Prenons l'exemple d'un ordinateur quantique appelé Sycamore, développé par Google. Il est actuellement doté d'un processeur de 54 qubits et doit rester dans un cylindre d'azote liquide de 1,8 mètre de haut pendant au moins une journée avant que les composants supraconducteurs dont il dépend ne deviennent suffisamment stables pour être utilisés. Selon les rapports, l'une des réalisations de Sycamore est sa capacité à compter jusqu'à quatre. Et le processeur Sycamore commettrait en moyenne une erreur toutes les mille étapes environ.
Bien entendu, un travail utile sur un ordinateur quantique nécessite bien plus qu'un millier d'étapes. Les algorithmes exécutés par les ordinateurs quantiques consistent essentiellement en des multiplications de matrices et de vecteurs. Pour obtenir des résultats significatifs, un programme doit être exécuté des dizaines de milliers de fois, après quoi des techniques de traitement des signaux permettent de trier les résultats depuis une montagne de données.

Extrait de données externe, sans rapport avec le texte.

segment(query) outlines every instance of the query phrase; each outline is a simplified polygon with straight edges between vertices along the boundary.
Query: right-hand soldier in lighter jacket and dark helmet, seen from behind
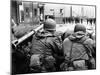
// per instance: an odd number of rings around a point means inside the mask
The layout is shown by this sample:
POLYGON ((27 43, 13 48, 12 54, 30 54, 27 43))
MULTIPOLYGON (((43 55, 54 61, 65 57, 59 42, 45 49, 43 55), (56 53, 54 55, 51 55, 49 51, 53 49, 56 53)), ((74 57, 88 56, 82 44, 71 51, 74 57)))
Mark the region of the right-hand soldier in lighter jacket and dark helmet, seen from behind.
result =
POLYGON ((86 36, 86 28, 76 25, 74 33, 63 42, 65 62, 61 65, 63 70, 86 70, 95 68, 92 56, 93 40, 86 36))

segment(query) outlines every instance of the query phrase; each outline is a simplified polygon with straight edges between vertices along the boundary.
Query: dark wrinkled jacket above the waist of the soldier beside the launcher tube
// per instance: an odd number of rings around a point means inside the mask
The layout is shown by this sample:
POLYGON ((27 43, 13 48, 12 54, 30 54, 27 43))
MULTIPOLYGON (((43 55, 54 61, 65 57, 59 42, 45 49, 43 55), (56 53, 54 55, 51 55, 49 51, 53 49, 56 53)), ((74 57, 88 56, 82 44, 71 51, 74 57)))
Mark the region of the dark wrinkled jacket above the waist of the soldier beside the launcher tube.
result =
POLYGON ((50 32, 38 32, 33 36, 31 54, 62 55, 60 36, 50 32))

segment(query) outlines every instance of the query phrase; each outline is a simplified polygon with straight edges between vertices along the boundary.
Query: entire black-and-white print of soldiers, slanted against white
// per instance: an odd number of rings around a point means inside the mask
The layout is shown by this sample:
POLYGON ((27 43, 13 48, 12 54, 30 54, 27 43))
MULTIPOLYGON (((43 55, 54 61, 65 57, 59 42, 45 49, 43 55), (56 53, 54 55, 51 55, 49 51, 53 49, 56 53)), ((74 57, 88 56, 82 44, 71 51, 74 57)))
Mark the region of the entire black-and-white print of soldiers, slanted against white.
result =
POLYGON ((11 74, 96 70, 96 5, 10 0, 11 74))

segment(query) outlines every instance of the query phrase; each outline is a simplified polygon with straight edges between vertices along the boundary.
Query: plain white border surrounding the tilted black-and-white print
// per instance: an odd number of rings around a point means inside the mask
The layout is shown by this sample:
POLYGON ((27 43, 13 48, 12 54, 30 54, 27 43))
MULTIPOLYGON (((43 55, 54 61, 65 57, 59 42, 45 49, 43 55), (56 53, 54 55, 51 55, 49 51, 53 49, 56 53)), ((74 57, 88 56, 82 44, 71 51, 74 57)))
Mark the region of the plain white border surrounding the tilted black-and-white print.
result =
MULTIPOLYGON (((26 1, 26 0, 24 0, 26 1)), ((73 71, 73 72, 57 72, 57 73, 41 73, 41 75, 98 75, 100 71, 100 0, 27 0, 42 1, 56 3, 71 3, 96 5, 97 9, 97 69, 91 71, 73 71)), ((10 0, 1 0, 0 2, 0 75, 10 74, 10 0)))

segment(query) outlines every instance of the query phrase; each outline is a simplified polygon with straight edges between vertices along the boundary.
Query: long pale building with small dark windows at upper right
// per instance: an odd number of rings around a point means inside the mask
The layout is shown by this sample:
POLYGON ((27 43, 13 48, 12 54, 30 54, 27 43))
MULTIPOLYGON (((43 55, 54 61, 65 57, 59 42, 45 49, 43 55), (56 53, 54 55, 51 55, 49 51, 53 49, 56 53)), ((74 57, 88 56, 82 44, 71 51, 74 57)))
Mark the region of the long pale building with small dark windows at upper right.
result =
POLYGON ((58 24, 95 18, 95 6, 45 3, 45 16, 54 16, 58 24))

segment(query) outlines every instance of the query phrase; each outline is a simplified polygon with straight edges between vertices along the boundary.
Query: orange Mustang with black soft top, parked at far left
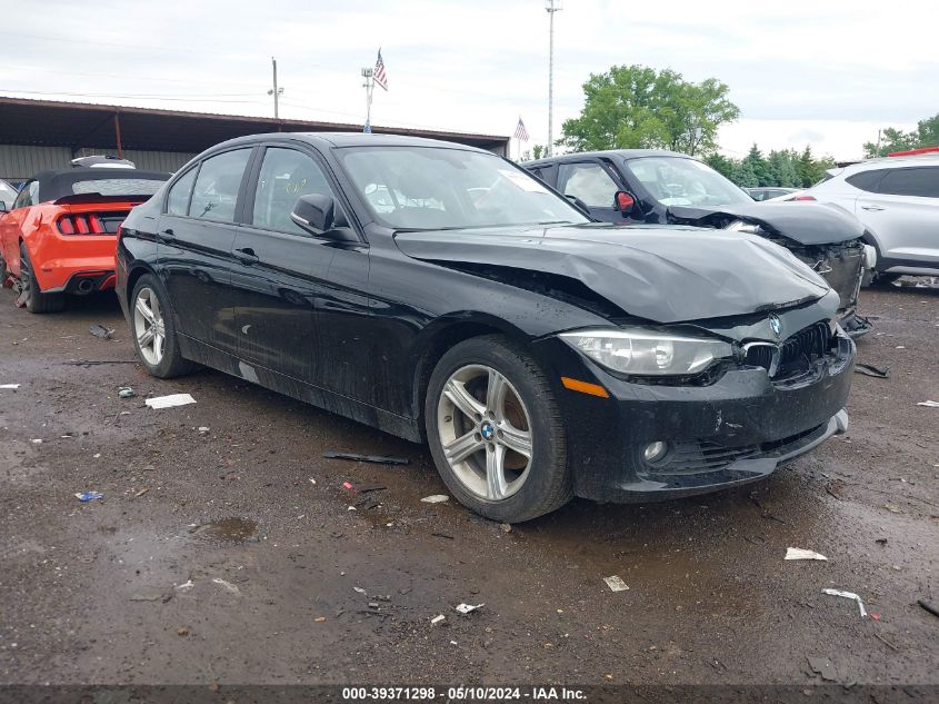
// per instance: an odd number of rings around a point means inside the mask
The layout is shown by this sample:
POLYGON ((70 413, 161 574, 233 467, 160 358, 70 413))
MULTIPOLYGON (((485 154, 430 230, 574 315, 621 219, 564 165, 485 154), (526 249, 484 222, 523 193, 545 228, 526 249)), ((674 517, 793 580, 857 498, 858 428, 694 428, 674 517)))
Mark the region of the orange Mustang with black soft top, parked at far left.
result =
POLYGON ((0 208, 0 281, 30 313, 64 307, 66 294, 114 287, 118 228, 170 177, 131 168, 42 171, 0 208))

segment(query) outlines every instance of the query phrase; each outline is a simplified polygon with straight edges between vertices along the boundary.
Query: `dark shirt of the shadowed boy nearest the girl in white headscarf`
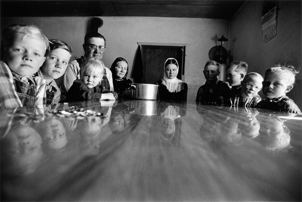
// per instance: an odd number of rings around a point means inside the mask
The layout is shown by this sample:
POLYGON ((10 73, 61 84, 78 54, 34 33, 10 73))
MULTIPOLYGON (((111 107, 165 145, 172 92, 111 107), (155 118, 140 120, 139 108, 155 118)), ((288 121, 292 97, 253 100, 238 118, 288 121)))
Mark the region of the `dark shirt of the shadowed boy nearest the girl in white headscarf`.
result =
POLYGON ((220 97, 220 89, 228 86, 226 82, 217 79, 214 85, 210 85, 207 81, 198 88, 195 102, 196 104, 218 104, 220 97))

La tolérance aux erreurs est un enjeu majeur pour les ordinateurs quantiques, en raison du nombre d'erreurs commises par les machines quantiques actuelles. On pourrait penser que la situation peut être améliorée en inspectant l'état des qubits pendant que le processeur fonctionne. Le problème est que la mesure d'un qubit entraîne une détérioration des calculs. Et ce ne sont pas seulement les mesures effectuées par des observateurs conscients qui posent problème ; il existe un grand nombre d'interactions avec l'environnement qui faussent les résultats de la même manière.

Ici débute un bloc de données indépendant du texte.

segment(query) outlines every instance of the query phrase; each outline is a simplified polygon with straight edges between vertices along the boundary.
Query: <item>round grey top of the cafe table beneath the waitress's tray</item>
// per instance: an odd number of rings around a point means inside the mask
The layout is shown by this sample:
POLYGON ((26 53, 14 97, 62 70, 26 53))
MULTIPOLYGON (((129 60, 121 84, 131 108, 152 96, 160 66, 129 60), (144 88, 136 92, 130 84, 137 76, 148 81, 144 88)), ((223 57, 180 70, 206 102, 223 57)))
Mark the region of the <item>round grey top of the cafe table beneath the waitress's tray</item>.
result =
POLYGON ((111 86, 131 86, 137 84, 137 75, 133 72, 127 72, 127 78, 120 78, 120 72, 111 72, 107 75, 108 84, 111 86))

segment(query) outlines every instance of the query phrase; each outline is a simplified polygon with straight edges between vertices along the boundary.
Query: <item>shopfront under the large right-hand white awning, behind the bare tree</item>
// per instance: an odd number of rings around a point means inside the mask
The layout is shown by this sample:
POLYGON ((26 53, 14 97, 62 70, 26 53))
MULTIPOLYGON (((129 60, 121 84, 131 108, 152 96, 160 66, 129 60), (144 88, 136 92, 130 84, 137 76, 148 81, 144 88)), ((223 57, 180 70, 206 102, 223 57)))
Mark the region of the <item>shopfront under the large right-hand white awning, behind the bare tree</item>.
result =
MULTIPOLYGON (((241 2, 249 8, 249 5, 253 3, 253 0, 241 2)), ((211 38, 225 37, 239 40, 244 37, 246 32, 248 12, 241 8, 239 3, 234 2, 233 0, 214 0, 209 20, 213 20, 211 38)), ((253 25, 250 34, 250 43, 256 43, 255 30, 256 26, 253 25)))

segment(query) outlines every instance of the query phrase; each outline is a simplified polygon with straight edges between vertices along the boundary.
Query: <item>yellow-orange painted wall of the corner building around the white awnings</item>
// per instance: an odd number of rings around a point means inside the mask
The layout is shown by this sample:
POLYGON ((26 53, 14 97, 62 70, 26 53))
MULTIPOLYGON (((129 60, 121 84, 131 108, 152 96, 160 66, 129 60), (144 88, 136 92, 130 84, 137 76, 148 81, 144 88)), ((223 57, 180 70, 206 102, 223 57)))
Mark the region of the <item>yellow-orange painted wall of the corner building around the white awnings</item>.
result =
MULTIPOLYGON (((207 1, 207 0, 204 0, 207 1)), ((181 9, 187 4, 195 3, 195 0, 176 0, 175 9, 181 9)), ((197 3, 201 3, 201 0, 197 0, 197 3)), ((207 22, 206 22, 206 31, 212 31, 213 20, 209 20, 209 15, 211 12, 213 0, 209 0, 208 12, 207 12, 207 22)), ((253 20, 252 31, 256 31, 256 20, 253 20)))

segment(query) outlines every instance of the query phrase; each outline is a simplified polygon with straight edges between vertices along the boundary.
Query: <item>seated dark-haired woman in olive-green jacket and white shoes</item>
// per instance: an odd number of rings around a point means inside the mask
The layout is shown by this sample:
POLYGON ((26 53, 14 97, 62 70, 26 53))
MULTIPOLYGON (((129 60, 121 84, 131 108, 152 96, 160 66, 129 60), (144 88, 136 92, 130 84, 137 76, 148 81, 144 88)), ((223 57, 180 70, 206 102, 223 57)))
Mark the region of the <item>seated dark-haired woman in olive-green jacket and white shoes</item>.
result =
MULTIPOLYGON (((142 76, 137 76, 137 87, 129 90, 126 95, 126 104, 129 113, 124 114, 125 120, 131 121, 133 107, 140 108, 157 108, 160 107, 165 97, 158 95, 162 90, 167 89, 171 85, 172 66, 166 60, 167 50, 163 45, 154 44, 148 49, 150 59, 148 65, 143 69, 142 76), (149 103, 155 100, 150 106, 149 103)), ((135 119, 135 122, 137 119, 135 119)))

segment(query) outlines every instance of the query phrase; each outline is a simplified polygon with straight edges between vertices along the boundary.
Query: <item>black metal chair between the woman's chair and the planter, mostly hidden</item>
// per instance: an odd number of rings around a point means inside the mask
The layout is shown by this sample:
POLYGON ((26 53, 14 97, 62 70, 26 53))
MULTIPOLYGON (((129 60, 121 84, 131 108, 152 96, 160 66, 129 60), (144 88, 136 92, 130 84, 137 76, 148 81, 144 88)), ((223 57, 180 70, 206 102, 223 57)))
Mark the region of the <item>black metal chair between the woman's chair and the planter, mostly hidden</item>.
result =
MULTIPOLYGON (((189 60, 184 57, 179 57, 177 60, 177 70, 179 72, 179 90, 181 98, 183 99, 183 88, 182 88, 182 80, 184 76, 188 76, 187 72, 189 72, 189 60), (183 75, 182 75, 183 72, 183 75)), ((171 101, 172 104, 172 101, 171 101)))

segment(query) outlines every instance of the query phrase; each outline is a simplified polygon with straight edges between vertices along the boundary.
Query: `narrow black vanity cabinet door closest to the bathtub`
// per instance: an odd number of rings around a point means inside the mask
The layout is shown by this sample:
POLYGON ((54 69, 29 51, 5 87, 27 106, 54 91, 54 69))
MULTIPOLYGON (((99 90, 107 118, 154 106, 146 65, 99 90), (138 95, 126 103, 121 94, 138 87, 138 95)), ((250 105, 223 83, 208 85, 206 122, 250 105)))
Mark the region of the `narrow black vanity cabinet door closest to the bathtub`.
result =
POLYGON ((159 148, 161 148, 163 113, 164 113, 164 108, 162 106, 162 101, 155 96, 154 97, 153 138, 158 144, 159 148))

Certains chercheurs pensent que nous pourrions voir le premier qubit entièrement tolérant aux erreurs dans un an environ. Cependant, les ordinateurs capables d'héberger des qubits tolérants aux erreurs seront, dans un avenir proche, probablement massifs. Par exemple, Google a des plans pour un ordinateur quantique qui sera placé dans un congélateur de la taille d'un garage de voiture.
Ces facteurs me rappellent les propos de mon premier supérieur technique. Il aimait dire aux jeunes ingénieurs trop optimistes de son équipe : « Vous avez des problèmes dont vous ne soupçonnez même pas l'existence », lorsqu'il s'agissait de leur premier projet de conception important.
Cette observation peut également s'appliquer aux ordinateurs quantiques qui peuvent être davantage assimilés à des efforts de recherche qu'à des précurseurs de crypto-pirates. Il est possible que les ordinateurs quantiques présentent un jour ce type de capacités de super-décryptage qui inquiètent le département de la sécurité intérieure. Mais mon ancien supérieur pourrait balayer l'échéance de sept ans comme il a balayé l'exubérance de ses ingénieurs encore inexpérimentés.